Hawaii
Hawaii’s 11 Best Retirement Towns Ranked
Hawaii is home to a wide range of towns that give older adults relaxing ways to enjoy their retirement years. Across the islands, retirees can find communities with easy access to healthcare and outdoor recreation. Coastal towns like Kailua-Kona and Līhuʻe offer ocean views and nearby medical care. Inland communities such as Waimea and Makawao provide cooler weather and an easier rhythm. Retirees may be drawn to smaller places with a strong community feel, while those wanting more services may prefer regional hubs like Hilo. Together, these Hawaiian towns offer a mix of natural beauty and everyday comforts.
Kailua-Kona
Kailua-Kona is a coastal town on the Big Island of Hawaii with fewer than 25,000 residents. It continues to attract retirees thanks to its warm weather and ocean access. Areas like Kealakehe and Holualoa are still growing, with new subdivisions adding more housing options for people who want to stay long-term.
Most medical care is provided by the nearby Kona Community Hospital, and clinics throughout the Kona district offer additional services. Some of the main landmarks are Kailua Pier, Huliheʻe Palace, Kamakahonu Beach, and Kona Commons Shopping Center. These spots help residents stay active year-round.
Hilo
Hilo is a well-known retirement-friendly community on Hawaii Island, known for being easy to walk around. With about 48,000 residents, according to recent Census data, Hilo is a regional center for healthcare, education, and government services, which helps create long-term stability for residents.
Hilo Benioff Medical Center is the main hospital for East Hawaii and provides most of the area’s healthcare. There are also outpatient and senior care services, such as the nearby Life Care Center of Hilo.
People in Hilo often spend time at places like Wailoa River State Recreation Area, Hilo Farmers Market, Liliʻuokalani Gardens, and Rainbow Falls. These spots are close to neighborhoods like Waiākea and Keaukaha.
Waimea
Waimea is a small inland town on Hawaii Island with fewer than 10,000 residents. Because it sits at a higher elevation, the weather is cooler, with daytime temperatures usually between 70 and 80°F and nights that feel much cooler.
Residents have access to healthcare through local clinics and services linked to Queen’s North Hawai’i Community Hospital in Waimea, which provides essential care for the area. The town has strong connections to Parker Ranch, one of the country’s largest ranches, as well as nearby ranchlands. Waimea attracts retirees who want a quieter inland setting, strong community organizations, and fewer people.
Līhuʻe
Līhuʻe serves as Kauai’s administrative and service center and has fewer than 10,000 residents. The town plays a central role in healthcare and government operations across the island. It is just 30 minutes from Hanapepe and offers retirees a small-town feel, with natural scenery all around.

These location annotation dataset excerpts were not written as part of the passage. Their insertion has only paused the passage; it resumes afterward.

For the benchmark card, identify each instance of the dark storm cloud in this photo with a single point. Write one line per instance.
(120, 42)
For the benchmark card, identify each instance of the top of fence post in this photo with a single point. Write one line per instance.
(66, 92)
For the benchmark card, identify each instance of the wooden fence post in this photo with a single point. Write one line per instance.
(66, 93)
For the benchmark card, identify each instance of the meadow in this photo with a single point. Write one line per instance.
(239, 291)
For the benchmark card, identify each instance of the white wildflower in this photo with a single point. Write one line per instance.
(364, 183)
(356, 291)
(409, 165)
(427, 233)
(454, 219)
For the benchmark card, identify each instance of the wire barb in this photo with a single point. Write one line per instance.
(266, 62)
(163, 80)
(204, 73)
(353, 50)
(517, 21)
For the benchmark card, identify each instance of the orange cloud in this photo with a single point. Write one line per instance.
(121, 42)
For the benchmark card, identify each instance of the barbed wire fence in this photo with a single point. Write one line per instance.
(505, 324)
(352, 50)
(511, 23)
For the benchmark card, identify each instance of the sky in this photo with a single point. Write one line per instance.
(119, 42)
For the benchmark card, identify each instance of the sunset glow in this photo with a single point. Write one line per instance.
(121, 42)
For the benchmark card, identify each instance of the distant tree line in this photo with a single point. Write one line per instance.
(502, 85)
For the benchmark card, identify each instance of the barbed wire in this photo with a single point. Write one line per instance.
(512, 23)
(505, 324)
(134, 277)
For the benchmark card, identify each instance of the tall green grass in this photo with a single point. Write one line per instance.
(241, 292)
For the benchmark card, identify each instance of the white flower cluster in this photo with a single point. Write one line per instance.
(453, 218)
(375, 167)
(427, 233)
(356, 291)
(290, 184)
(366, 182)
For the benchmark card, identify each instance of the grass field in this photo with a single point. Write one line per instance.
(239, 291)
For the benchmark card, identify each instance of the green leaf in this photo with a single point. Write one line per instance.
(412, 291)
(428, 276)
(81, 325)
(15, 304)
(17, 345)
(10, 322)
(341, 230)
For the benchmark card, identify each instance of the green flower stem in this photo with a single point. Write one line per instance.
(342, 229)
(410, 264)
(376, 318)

Wilcox Medical Center is the largest hospital on the island and provides care for residents throughout Kauai. Notable landmarks include Kalapaki Beach, Nawiliwili Harbor, Kauai Museum, and Kilohana Plantation. Together, these sites support recreation, tourism, and community events across the area.
Kapa’a
Kapaʻa sits on the east side of Kauai and has about 11,000 residents. It is easy to get around on foot, with everything you could need close by. The town serves as both a place to live and a hub for businesses in the area.

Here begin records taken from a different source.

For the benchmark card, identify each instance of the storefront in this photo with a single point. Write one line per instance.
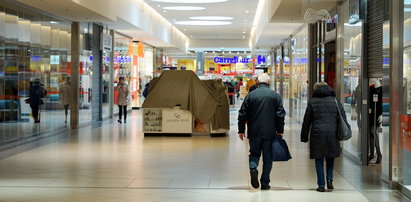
(34, 55)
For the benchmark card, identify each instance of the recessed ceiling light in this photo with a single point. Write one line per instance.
(184, 8)
(210, 23)
(190, 1)
(211, 18)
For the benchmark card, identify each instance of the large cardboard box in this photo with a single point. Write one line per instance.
(167, 120)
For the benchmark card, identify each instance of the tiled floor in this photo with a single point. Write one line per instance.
(113, 162)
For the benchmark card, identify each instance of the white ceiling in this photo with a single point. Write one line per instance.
(275, 33)
(233, 8)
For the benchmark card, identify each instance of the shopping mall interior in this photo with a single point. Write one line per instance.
(141, 100)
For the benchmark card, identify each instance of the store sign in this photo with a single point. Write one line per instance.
(219, 60)
(107, 42)
(54, 59)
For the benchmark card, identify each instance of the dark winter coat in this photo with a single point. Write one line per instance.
(263, 112)
(36, 93)
(320, 124)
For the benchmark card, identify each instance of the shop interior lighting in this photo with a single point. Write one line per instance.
(203, 23)
(184, 8)
(190, 1)
(211, 18)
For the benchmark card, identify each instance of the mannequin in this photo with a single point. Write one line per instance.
(375, 114)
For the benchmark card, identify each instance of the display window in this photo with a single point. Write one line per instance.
(34, 73)
(404, 152)
(351, 80)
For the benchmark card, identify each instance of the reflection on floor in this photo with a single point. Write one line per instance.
(115, 162)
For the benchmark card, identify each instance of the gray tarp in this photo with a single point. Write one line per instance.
(222, 115)
(179, 87)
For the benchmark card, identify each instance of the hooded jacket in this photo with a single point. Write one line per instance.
(320, 124)
(263, 112)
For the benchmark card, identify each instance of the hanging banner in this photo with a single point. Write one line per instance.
(140, 49)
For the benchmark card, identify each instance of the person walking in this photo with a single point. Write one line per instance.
(122, 98)
(36, 93)
(320, 128)
(65, 95)
(263, 112)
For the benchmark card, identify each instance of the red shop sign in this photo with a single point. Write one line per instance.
(405, 142)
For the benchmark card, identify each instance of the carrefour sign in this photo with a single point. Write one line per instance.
(260, 59)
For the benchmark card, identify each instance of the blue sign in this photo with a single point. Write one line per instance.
(230, 60)
(260, 59)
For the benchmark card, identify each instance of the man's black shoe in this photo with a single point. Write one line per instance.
(254, 178)
(265, 187)
(330, 185)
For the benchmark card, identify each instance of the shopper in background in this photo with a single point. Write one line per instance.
(320, 128)
(37, 92)
(65, 95)
(250, 83)
(264, 114)
(253, 87)
(123, 92)
(239, 84)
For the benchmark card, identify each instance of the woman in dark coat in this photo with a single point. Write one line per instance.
(320, 126)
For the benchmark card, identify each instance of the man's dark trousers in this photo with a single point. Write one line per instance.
(258, 145)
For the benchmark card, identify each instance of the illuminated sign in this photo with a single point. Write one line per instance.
(260, 59)
(231, 60)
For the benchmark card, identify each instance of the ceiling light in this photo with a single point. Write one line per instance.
(211, 18)
(190, 1)
(205, 23)
(184, 8)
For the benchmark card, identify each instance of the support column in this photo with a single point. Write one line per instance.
(290, 78)
(282, 71)
(396, 87)
(200, 63)
(111, 78)
(97, 76)
(312, 59)
(75, 76)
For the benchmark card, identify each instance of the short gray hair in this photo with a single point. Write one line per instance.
(319, 84)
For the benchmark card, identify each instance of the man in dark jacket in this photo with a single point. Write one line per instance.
(320, 126)
(263, 111)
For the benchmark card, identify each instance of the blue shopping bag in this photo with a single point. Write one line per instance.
(280, 149)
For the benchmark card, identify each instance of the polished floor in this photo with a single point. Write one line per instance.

Residents can access healthcare at local clinics such as The Clinic at Kapaa or at Wilcox Medical Center in Līhuʻe. Some well-known spots in Kapaʻa are Kapaʻa Beach Park, the Sleeping Giant Trail, Coconut Marketplace, and Wailua River State Park. Coconut Marketplace has a Farmer’s Market twice a week, plus live local music. Hula classes and shows are also a local favorite offered at Coconut Marketplace.
Kailua
Kailua is a residential area on the windward side of Oahu with fewer than 50,000 residents. The town is known for its easy access to beaches and well-established neighborhoods such as Enchanted Lake and Coconut Grove.
Residents have access to healthcare through nearby hospitals in the Honolulu area. Adventist Health Castle, which is located in Kailua, is one of the main options. In addition, Kalapawai Market is a local favorite to grab coffee, ube scones, and other treats.

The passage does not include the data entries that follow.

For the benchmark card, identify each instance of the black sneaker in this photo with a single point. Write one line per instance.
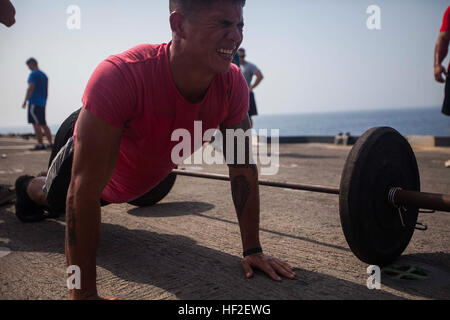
(26, 209)
(6, 195)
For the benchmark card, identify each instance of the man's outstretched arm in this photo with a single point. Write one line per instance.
(440, 52)
(245, 193)
(96, 149)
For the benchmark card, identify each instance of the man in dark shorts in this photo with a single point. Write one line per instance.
(249, 70)
(440, 52)
(7, 13)
(121, 146)
(36, 97)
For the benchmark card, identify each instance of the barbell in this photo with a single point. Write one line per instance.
(379, 195)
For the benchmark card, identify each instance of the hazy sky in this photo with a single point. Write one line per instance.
(316, 55)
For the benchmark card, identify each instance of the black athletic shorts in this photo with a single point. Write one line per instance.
(253, 111)
(446, 106)
(36, 114)
(60, 166)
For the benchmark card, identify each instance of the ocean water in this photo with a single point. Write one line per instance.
(414, 121)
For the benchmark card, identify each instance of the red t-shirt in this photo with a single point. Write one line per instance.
(135, 91)
(446, 22)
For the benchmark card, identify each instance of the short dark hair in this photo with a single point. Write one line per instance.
(189, 6)
(32, 61)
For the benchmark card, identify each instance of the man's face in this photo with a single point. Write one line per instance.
(213, 36)
(7, 13)
(31, 66)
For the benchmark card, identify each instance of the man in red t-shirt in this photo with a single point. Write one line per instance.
(121, 147)
(440, 53)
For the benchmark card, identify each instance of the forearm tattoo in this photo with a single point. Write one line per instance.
(240, 190)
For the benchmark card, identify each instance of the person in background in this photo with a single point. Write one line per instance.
(440, 52)
(236, 60)
(250, 70)
(7, 13)
(36, 97)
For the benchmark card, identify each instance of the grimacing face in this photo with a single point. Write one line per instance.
(214, 36)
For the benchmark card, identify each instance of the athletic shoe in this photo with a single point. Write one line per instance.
(6, 195)
(26, 209)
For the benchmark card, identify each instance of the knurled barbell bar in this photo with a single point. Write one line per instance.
(379, 195)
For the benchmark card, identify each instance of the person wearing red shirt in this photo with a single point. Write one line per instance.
(121, 147)
(440, 53)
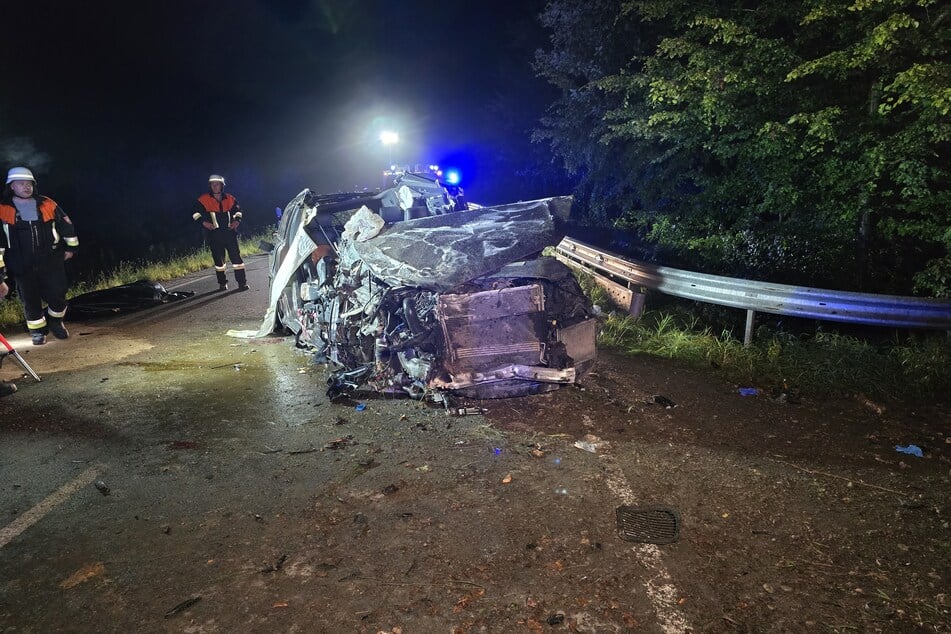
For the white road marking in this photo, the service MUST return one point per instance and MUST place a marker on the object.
(35, 514)
(660, 588)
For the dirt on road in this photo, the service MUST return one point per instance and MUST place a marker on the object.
(167, 477)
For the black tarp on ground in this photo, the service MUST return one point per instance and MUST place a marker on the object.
(122, 299)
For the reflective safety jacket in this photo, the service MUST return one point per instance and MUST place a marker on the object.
(28, 243)
(220, 213)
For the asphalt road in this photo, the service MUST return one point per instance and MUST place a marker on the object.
(164, 476)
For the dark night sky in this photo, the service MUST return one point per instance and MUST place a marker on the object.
(125, 107)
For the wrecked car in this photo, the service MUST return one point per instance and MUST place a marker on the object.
(399, 293)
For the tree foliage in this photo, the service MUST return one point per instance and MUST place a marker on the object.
(801, 142)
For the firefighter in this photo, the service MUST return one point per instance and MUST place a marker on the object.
(37, 238)
(220, 214)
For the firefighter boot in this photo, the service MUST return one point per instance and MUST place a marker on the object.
(57, 328)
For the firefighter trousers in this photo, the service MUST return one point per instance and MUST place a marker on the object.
(226, 240)
(45, 282)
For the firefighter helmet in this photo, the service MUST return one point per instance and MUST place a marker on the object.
(19, 174)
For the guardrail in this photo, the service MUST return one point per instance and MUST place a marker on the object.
(625, 279)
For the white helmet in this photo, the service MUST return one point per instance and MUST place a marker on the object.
(19, 174)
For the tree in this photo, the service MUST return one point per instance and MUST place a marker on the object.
(775, 139)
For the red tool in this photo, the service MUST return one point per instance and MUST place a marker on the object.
(16, 355)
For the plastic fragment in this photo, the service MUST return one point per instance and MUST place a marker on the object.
(912, 450)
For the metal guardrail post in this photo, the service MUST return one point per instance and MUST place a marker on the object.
(748, 332)
(753, 296)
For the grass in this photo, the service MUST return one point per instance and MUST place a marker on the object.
(11, 312)
(911, 367)
(914, 367)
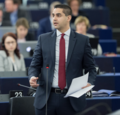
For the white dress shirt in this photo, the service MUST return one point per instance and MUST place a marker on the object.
(66, 37)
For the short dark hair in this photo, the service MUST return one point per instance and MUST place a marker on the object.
(66, 9)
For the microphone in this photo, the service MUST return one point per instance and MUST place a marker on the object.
(114, 70)
(47, 67)
(26, 86)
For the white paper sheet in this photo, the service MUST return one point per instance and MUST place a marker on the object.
(75, 89)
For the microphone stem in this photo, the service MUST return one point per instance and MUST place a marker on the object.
(46, 90)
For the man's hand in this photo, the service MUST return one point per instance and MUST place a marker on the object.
(88, 84)
(33, 82)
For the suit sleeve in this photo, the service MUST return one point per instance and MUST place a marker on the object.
(88, 62)
(23, 68)
(37, 61)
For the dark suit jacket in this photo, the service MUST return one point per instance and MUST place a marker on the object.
(21, 14)
(79, 58)
(44, 26)
(81, 13)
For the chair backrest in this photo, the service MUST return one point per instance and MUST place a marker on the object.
(22, 106)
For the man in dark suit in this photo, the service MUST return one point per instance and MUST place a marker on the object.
(45, 25)
(67, 53)
(13, 12)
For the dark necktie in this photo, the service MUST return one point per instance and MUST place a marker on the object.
(61, 72)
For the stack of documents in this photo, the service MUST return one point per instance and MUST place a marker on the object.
(76, 90)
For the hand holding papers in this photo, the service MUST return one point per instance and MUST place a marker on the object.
(75, 89)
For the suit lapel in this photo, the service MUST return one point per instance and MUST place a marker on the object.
(72, 42)
(52, 46)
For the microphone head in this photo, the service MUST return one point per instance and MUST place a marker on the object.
(18, 84)
(47, 66)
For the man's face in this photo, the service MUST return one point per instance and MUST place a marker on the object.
(9, 5)
(60, 20)
(81, 28)
(74, 5)
(1, 16)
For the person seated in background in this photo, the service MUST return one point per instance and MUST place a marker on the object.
(10, 57)
(82, 24)
(75, 5)
(1, 19)
(46, 25)
(13, 12)
(22, 27)
(1, 16)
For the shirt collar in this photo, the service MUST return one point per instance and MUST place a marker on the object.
(66, 33)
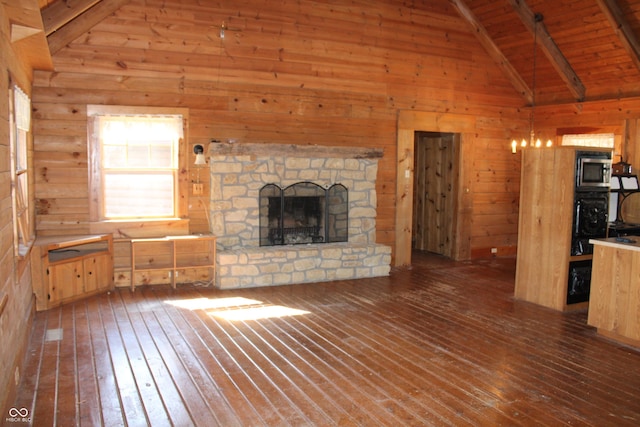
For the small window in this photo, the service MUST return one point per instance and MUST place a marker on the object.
(20, 117)
(135, 158)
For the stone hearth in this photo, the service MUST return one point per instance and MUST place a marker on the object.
(239, 171)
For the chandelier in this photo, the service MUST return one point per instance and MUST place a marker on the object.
(532, 141)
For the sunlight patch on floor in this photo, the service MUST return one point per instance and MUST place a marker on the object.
(236, 308)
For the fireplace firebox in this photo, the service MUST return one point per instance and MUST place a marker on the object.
(303, 213)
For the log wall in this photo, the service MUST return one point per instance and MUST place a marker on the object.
(16, 295)
(302, 72)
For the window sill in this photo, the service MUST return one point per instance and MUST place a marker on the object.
(141, 228)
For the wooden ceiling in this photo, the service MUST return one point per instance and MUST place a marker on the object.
(587, 49)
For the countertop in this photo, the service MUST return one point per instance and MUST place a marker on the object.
(612, 242)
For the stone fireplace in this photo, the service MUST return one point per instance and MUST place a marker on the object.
(303, 213)
(287, 214)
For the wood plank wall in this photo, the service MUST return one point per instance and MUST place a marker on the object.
(301, 72)
(16, 295)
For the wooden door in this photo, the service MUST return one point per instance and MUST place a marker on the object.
(434, 195)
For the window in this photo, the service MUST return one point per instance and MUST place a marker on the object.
(135, 162)
(20, 118)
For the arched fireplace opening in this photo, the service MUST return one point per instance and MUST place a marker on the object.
(303, 213)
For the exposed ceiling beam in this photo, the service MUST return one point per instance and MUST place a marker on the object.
(622, 28)
(82, 23)
(61, 12)
(493, 50)
(27, 33)
(550, 49)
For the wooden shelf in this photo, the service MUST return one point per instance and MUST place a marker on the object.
(172, 253)
(68, 268)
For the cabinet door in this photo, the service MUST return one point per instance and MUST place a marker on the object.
(98, 273)
(65, 280)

Kailua is home to many beaches for swimming and watersports, including Kailua Beach Park. Lanikai Beach is a public beach within a residential neighborhood, with no lifeguards, restrooms, or public parking lot. For walking and biking, Kawainui Marsh Wildlife Sanctuary is a popular dog-friendly wildlife sanctuary with a scenic trail.
Haleʻiwa
Hale’iwa is known for its slower pace and strong connection to Oahu’s North Shore coastline. This historic North Shore town is said to be the quirkiest and has a population of under 5,000. It maintains a small commercial core while serving nearby rural communities.
Healthcare is available through clinics in Waialua and through The Queen’s Medical Center – Wahiawā in central Oahu.
Notable landmarks in Haleʻiwa include Haleʻiwa Beach Park, a popular spot for fishing and sunset views, and Waimea Bay, known for its large winter surf and summer swimming conditions. The nearby Banzai Pipeline draws surfers from around the world during big-wave season on Oahu’s North Shore. Residents also spend time at Haleʻiwa Aliʻi Beach Park, which has picnic areas and shoreline walking paths.
Wahiawa
Wahiawa is a central Oahu community with a population of roughly 17,000. It sits between the island’s north and south regions, and provides a quieter inland setting while still allowing access to both Oahu’s north and south coasts.
Healthcare in Wahiawa is available through in-town facilities, such as The Queen’s Medical Center – Wahiawā.
Local landmarks include Lake Wilson, where residents fish and kayak, and the Wahiawa Botanical Garden, known for its large tropical trees and walking paths. Nearby Schofield Barracks remains one of the largest military installations in Hawaii and shapes much of the area’s economy. Residents also rely on Whitmore Village for local businesses, neighborhood services, and access to agricultural areas outside town.
Makawao
Makawao is a small town in upcountry Maui with fewer than 10,000 residents. Its higher elevation gives the area cooler temperatures than much of coastal Maui, especially during the evenings.
Makawao maintains a rural atmosphere while still keeping residents close to shopping and healthcare in nearby Kahului and central Maui for routine and specialized care.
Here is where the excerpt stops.